If I write a MySQL query that searches or sorts based on a field that has no index, does the db engine have to do a full table scan?
What if I do this in Presto or Cassandra?
If I write a MySQL query that searches or sorts based on a field that has no index, does the db engine have to do a full table scan?
What if I do this in Presto or Cassandra?
Yes, and you can confirm this with MySQL's EXPLAIN statement, which shows how the optimizer plans to access the table.
Here's an example where I search on an indexed column, so it tells me which key (that is, index) it will use.
mysql> explain select * from mytable where idx_column=123\G
*************************** 1. row ***************************
id: 1
select_type: SIMPLE
table: mytable
partitions: NULL
type: ref
possible_keys: idx_column
key: idx_column
key_len: 5
ref: const
rows: 1
filtered: 100.00
Extra: NULL
Here's an example where it shows type: ALL
which means it must examine all rows in the table. I.e. a table-scan.

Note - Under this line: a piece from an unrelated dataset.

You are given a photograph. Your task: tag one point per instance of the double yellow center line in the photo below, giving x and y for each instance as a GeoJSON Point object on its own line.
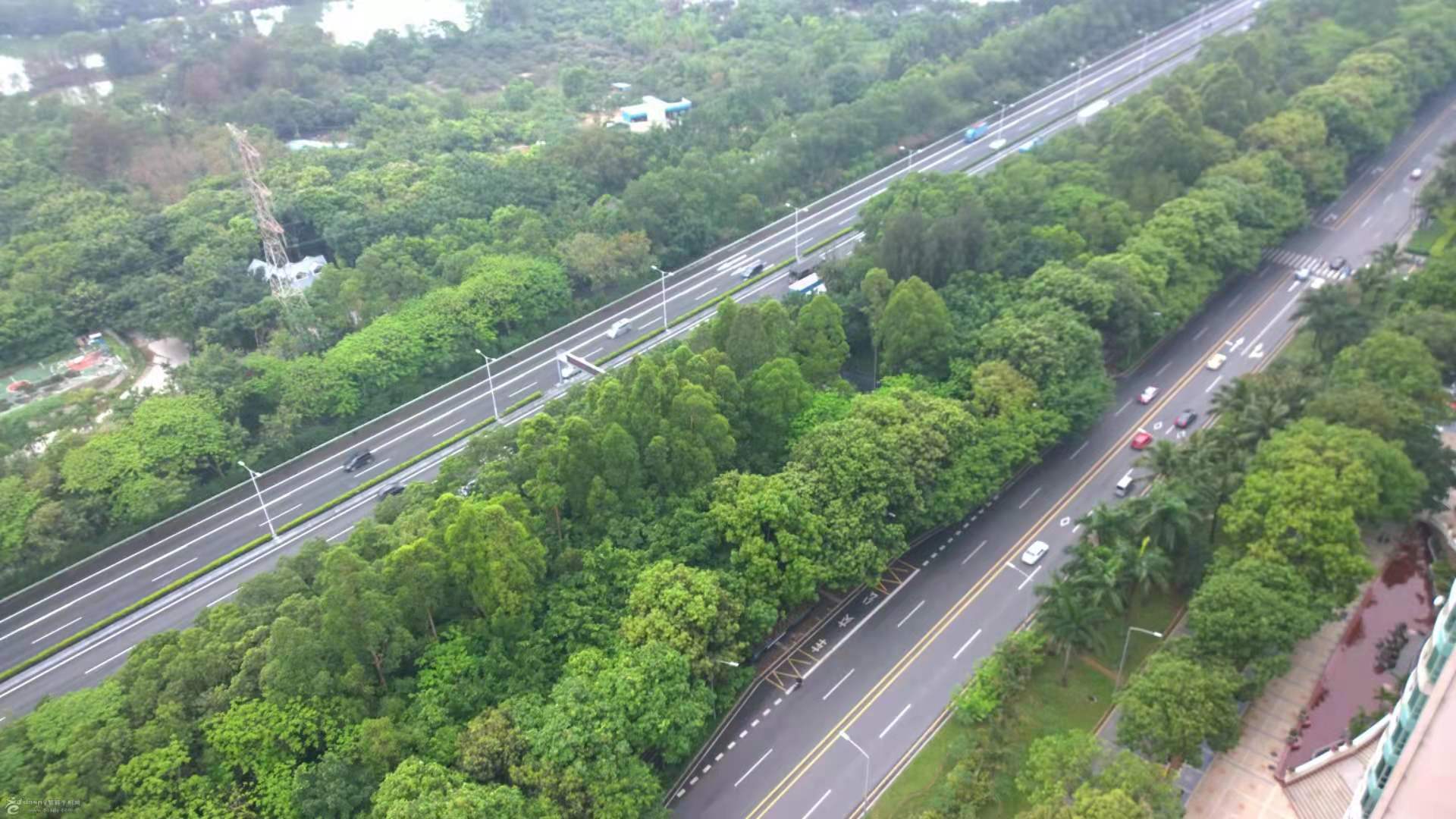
{"type": "Point", "coordinates": [858, 710]}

mysql> explain select * from mytable where non_idx_column=123\G
*************************** 1. row ***************************
id: 1
select_type: SIMPLE
table: mytable
partitions: NULL
type: ALL
possible_keys: NULL
key: NULL
key_len: NULL
ref: NULL
rows: 1
filtered: 100.00
Extra: Using where
There's a lot more to learn about EXPLAIN, so I recommend reading about it in the manual and in blogs.
Presto has its own version of EXPLAIN (https://prestodb.io/docs/current/sql/explain.html) and the output has totally different information.

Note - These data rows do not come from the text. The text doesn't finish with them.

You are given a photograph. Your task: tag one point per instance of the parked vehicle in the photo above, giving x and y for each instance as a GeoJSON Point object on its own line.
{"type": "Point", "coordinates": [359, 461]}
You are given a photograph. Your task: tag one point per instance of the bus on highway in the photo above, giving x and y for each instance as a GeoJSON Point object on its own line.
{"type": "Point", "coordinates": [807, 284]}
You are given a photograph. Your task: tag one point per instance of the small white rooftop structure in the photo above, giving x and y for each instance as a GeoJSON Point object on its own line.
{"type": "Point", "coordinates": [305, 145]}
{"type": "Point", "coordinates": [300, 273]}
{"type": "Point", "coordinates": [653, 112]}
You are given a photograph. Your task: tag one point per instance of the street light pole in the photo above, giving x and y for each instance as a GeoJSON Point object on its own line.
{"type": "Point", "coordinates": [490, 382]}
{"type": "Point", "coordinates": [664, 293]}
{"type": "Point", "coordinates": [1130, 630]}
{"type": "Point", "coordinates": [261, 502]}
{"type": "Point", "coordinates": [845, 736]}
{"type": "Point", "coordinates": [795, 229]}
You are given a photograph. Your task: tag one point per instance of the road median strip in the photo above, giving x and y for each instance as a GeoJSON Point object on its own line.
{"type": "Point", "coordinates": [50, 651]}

Cassandra doesn't have an EXPLAIN statement, but you can use request tracing to give you some different kind of information about the query execution. Doing a table-scan can be a risk for performance. See Issue in full table scan in cassandra
Presto meaning prestodb.io doesn't have indexes. But if the predicate can be pushed down, it will be depending on the connector that is reading the underlying data.
The Hive connector (used for reading HDFS or S3) for example is fairly mature and can push down predicates to reduce the amount of IO.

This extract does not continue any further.